Ruth and I went to Orlando about a month ago. It was her 2nd time there and my first. Orlando was the only American city of more than one million people that I had never been to, and I wanted to see it for that irrational reason.
Was it worth it? Yes and no. Orlando is the kind of town best visited with children. Almost every ad and brochure about it shows grinning kids or happy couples with at least 2 children. We had no children with us this time. I found Orlando ridiculously expensive. It cost us more than $20 just to use the toll road to get there from Fort Lauderdale, and we had to pay another toll to get to our hotel. We planned to spend an entire day at Epcot until several people told us that it was not worth $94 per person. They said the international idea remained viable but that its attractions were tired and needed overhauling, at the very least. There were plenty of other theme parks to focus on, but a city of this size with massive road construction projects everywhere and poor signage made it difficult to get around and ate up both time and desire.
The best way to visit Walt Disney World, we quickly learned, was to buy multi-day tickets that included discounts. We were only there for a couple of days, which made this less-than-useful information. Again families with deep pockets would definitely benefit from this new change in ticketing options as long as they didn’t mind going back to Disney for several visits. And other big changes are coming. In 2021 a Guardians of the Galaxy rollercoaster is due at Disney. It will be one of the world’s longest enclosed rollercoasters. There will be several changes at Epcot too. By 2020, for example, the traditional fireworks display will be history and there will be a new nighttime spectacular set to Disney music. Any decent theme park is constantly changing its offerings to attract families.

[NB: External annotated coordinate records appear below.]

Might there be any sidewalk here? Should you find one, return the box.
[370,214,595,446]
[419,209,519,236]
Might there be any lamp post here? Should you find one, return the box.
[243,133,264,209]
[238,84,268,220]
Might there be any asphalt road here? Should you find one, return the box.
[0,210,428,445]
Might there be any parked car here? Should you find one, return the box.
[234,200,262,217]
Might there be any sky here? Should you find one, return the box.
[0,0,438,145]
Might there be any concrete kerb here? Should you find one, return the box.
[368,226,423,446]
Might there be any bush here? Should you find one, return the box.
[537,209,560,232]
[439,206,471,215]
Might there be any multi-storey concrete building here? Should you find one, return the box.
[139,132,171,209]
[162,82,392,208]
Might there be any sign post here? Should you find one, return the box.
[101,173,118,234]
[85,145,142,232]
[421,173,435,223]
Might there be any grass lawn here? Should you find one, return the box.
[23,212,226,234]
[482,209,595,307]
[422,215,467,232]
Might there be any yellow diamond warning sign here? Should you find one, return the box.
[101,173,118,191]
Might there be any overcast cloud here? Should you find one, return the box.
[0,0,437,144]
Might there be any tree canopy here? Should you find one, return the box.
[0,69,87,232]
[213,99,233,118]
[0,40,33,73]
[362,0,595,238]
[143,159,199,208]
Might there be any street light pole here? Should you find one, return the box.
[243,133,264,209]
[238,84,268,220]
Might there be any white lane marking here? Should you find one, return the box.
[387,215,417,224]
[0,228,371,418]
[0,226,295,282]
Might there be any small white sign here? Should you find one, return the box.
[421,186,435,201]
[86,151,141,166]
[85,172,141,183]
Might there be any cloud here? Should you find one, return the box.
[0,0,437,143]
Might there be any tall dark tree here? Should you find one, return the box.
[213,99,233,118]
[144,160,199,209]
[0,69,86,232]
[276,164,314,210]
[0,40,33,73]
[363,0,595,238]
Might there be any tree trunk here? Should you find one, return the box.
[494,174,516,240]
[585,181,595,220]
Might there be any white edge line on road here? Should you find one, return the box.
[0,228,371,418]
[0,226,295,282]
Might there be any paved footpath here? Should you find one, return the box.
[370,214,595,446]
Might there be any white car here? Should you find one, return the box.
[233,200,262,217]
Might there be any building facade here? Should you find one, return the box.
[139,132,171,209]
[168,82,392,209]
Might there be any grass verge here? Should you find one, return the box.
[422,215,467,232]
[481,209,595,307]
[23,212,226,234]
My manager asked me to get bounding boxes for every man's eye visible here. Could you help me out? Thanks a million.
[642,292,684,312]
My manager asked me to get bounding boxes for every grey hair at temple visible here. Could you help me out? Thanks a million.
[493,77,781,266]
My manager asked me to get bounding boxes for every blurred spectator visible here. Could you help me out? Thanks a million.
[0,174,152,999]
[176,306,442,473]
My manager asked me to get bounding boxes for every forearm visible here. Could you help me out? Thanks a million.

I did not find Orlando an especially excellent place for adults seeking culture. Its main museum named after Charles Hosmer Morse bragged about its Louis Comfort Tiffany stained glass collection, and I’m sure its fine if you haven’t seen much Tiffany stuff in other museums. But we have. In fact, I’ve seen enough Tiffany glass to last a lifetime, and we were in Orlando on a Monday, the typical day for museum closures. The Kennedy Space Center was not incredibly far away but did require some travel time. Our AAA book about Central Florida encouraged us to visit all-ages Wonder Works to “experience the wondrous world of science…and try to stand in 71 mph hurricane winds.” One AAA consultant at home spent some time trying to get Ruth and me to go to Gatorland. She said that when she lived in Orlando, this attraction that has been around for 68 years was her favorite. Universal’s Volcano Bay wanted me to “ride the Ko’okiri Body Plunge”. Its main attraction is a 70-degree fall through a drop door. The AAA calls this “white-knuckle fun”.
Brightline is coming! In the future, people heading from Miami to Orlando will be able to hop aboard a relatively high speed (up to 125 mph) train to make the 235 mile trip in 3 hours. There is no estimate of ticket cost yet, but this project will require at least $2.5 billion to complete. Eventually. I think I’ll wait until its operational to return to Orlando.